Patients require lifelong cardiology follow-up for rhythm monitoring, anticoagulation management, and surveillance for late Fontan complications.

~Recent Advances

• Fetal echocardiography enables prenatal diagnosis and perinatal planning.

• Hybrid procedures combining catheter-based and surgical techniques reduce morbidity.

• Fontan revisions and heart transplantation are options for end-stage Fontan failure.

• Stem cell therapies and ventricular assist devices (VADs) are under research to improve single-ventricle outcomes.

~Prevention and Genetic Counseling

While most cases are sporadic, genetic counseling is essential for families with a history of congenital heart disease.

• Prenatal screening using high-resolution ultrasound and fetal echocardiography helps early detection.

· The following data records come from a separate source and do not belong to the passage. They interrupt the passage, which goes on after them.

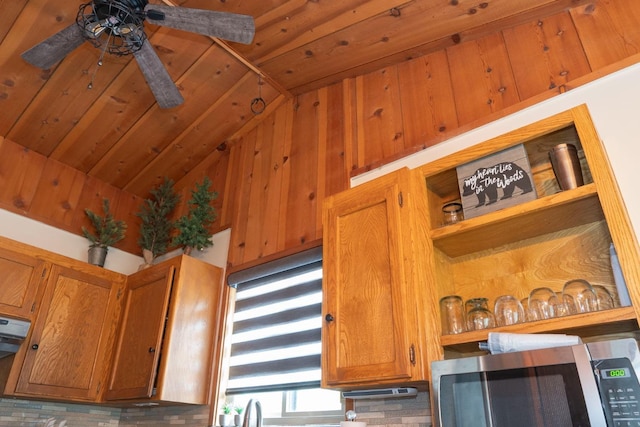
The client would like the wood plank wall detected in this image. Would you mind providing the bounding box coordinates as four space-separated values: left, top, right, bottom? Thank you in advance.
0 0 640 269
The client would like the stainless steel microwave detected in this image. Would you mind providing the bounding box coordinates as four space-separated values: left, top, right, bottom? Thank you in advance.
431 338 640 427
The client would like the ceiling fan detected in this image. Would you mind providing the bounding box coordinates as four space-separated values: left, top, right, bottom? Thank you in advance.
21 0 255 108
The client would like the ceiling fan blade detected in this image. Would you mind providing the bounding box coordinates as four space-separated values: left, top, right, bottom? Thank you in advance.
21 22 84 70
145 4 256 44
133 40 184 108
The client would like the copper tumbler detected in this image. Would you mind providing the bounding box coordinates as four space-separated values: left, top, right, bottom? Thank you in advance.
549 144 584 191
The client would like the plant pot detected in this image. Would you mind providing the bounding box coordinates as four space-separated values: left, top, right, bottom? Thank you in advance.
138 249 155 271
218 414 235 427
88 246 109 267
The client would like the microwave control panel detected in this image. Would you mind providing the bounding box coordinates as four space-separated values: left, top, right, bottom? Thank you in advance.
591 357 640 427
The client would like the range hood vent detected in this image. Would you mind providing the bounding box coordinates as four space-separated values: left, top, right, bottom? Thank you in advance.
342 387 418 399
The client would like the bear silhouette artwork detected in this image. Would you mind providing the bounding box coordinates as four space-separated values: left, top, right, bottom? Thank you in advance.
462 162 533 208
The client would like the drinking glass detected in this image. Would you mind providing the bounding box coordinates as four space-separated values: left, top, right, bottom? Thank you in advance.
465 298 496 331
554 292 576 317
529 287 557 320
493 295 526 326
440 295 466 335
591 285 615 310
520 296 536 322
562 279 598 313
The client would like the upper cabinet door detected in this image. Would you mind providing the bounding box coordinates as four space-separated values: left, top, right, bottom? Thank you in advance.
106 265 175 400
0 248 47 320
322 171 415 386
16 265 124 401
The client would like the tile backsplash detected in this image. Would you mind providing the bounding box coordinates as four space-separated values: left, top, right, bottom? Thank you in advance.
0 393 431 427
0 399 121 427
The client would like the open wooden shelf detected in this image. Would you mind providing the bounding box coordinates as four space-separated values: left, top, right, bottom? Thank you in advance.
440 307 638 352
431 183 604 257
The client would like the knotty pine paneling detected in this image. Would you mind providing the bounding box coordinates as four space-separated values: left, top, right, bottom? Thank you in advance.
447 34 521 125
570 0 640 70
503 13 591 100
356 67 404 167
0 138 142 254
218 0 640 266
398 50 458 148
0 0 640 267
0 0 27 43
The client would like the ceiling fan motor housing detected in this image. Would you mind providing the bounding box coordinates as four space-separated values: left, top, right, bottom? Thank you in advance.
76 0 147 55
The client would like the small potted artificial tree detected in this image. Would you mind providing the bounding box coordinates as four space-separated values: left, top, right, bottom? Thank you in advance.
82 198 127 267
173 176 218 255
136 177 180 268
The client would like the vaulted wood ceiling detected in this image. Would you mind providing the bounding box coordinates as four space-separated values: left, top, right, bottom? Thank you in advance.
0 0 585 197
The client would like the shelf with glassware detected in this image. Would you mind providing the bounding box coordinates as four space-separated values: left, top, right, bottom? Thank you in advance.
419 106 640 357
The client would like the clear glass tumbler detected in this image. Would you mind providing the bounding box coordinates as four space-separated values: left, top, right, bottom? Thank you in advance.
529 287 557 320
591 285 615 310
562 279 598 313
440 295 466 335
493 295 526 326
465 298 496 331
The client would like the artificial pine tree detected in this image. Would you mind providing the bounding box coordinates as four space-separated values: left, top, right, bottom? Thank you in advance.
82 198 127 248
136 177 180 265
173 176 218 255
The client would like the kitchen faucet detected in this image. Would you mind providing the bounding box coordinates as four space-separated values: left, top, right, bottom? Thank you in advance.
242 399 262 427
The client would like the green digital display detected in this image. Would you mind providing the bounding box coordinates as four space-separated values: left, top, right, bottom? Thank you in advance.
601 368 629 378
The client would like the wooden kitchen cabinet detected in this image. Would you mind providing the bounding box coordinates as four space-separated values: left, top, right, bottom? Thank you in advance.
105 256 223 404
416 106 640 357
322 106 640 389
0 241 48 320
5 260 124 401
322 169 433 389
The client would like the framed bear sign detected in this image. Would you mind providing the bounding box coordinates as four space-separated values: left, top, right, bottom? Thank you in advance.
456 144 537 219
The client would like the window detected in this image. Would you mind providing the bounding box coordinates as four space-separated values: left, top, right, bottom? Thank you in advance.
225 248 344 425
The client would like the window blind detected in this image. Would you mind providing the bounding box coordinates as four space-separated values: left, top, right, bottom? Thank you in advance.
226 247 322 394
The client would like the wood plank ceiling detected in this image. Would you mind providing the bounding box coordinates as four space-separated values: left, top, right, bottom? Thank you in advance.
0 0 584 197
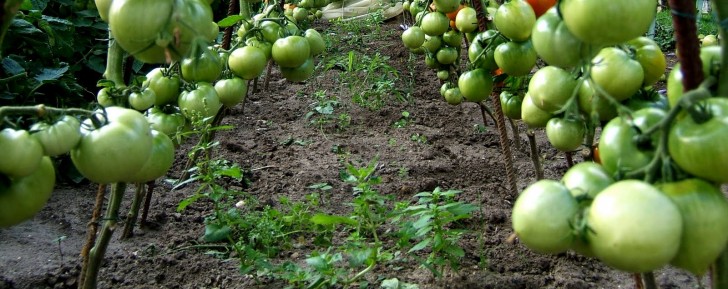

• Avoidance of teratogens, good maternal health, and rubella vaccination before pregnancy may reduce risk.

~Conclusion

Tricuspid atresia represents a complex but surgically manageable congenital heart defect. The absence of the tricuspid valve disrupts normal right-sided heart function, forcing the left ventricle to serve as the single pumping chamber. Early diagnosis, staged surgical repair (culminating in the Fontan circulation), and comprehensive long-term care have transformed the prognosis from uniformly fatal in infancy to one compatible with adulthood and an active life.

Continued innovations in pediatric cardiology, surgical techniques, and postoperative management hold promise for even better outcomes in the future.